出会いからフラれるまで

そんな、私と真弘の関係に変化があったのが大学2年の冬。

 

 

 

「咲季、最近どうなの?」

 

「どうなのって、何が?」

 

 

「男だよ。何かないの?前にコンパで仲良くなった奴に彼女いたーって騒いでた以来、話聞かないなと思って」

 

 

いつものようにバイト帰りに定食屋さんでご飯を食べてたらなぜか怒ったように聞いてきた。

 

 

「んー、ないね。
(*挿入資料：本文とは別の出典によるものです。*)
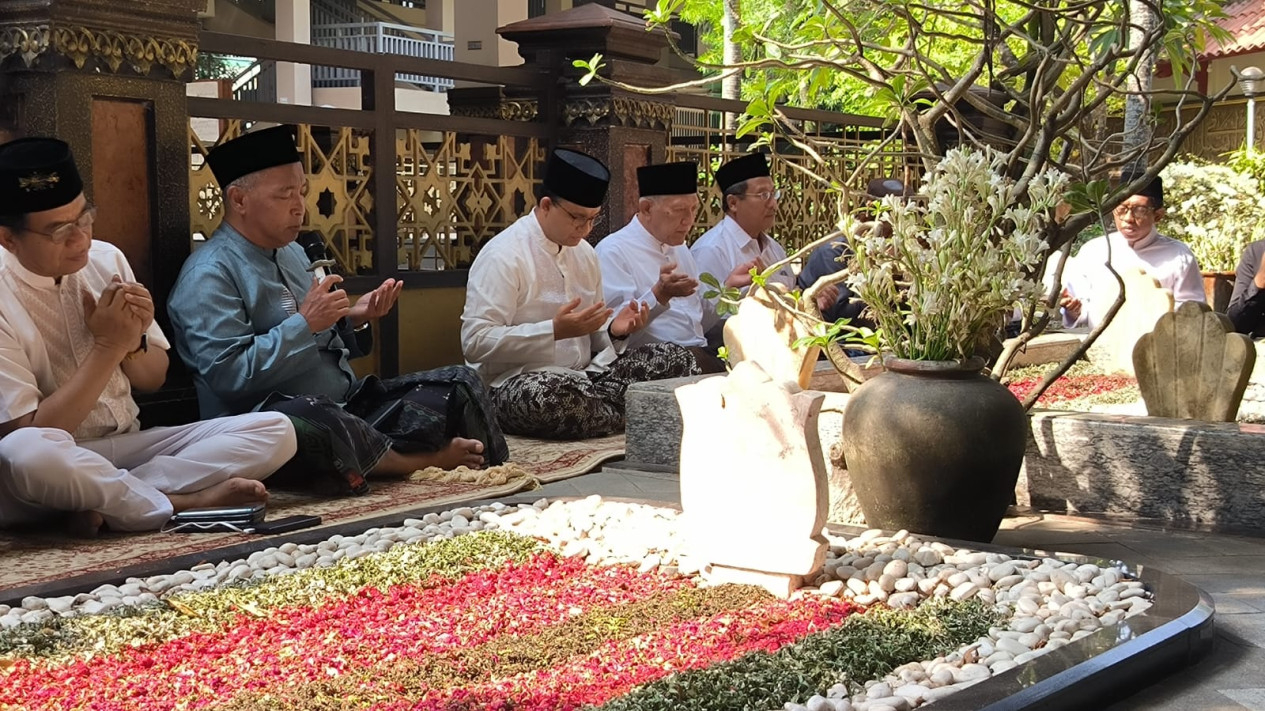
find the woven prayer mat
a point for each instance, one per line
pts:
(554, 461)
(33, 559)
そのコンパの人もそうだけどさ、高校の時も気づいたら2股かけられてたし。
  男運ないんだよ」

 

 

 

好きな人には、大事にしてる彼女がいるし―――

 

心でつぶやきながら返事をしたら真弘から、まさかの言葉が返ってきたのだ。
「じゃあさ、ほんとに男運ないかどうか俺で試してみない?

 

 ―――3度目の正直っていうでしょ」

 

 

 

コンパでの彼女持ち男の話を聞いた時に

 

「他の男にとられたくない」と私のことを女として意識し始めたらしく、お正月に帰省したタイミングで彼女と別れてきていたらしい。

 

 

 

ちゃんと彼女と別れてから告ってくれた真弘の誠実さが嬉しくて

 

 

「ずっと好きだったんだ」

 

 

これまで心にしまっていた思いを打ち明けた。
そこから始まった、私たちの関係。

 

 

元々、食べるものの好みとか、野球好きなところとか好きな音楽も、映画も、感覚が似ていた私たち。

 

 

 

バイト仲間には

 

 

「若月夫婦」

 

 

って言われるくらい2人で一緒にいることが自然でお互いが日常の一部になっていった。

 

 

社会人になってからは、お互い会社の近くに引越して、休日も違うから学生の頃のようにはいかないけどタイミングがあえばそれまでのように出掛けたり、お互いの家に行ったり来たりして会えてたし、このまま真弘とはずっと一緒にいるんだろうな、と漠然と思ってた。
そう思っていたが、、、、、、

 

 

フラれた。

 

 

しかも、よくわからない理由で。

 

 

 

「やっぱり私って、男運ないってことだよね」

 

「でも咲季はさ、若月のそういうバカ正直なとこも好きだったんでしょ。だったら、『男運』というよりも、あんたの見る目の問題じゃない。若月も遊ぶって言ってるなら咲季も他にいい男みつけなよ。あんなヤツよりいい男いっぱいいるよ」

 

 

もともと「ヘラヘラしてる八方美人」と言って真弘への評価が厳しめだった亜紀。

 

 

とうとう「あんなヤツ」扱いか、と思いながらも、私を思ってくれる優しい口調に泣きたくなった。

 

とはいえ、そもそもお酒に強いこともあり、全然酔えない。。。

 

ほんとは何もかも忘れるくらい飲んで暴れたいけど、明日は仕事。

 

今度誰か紹介するよ、と言ってくれた亜紀とは22時には解散して家路についた。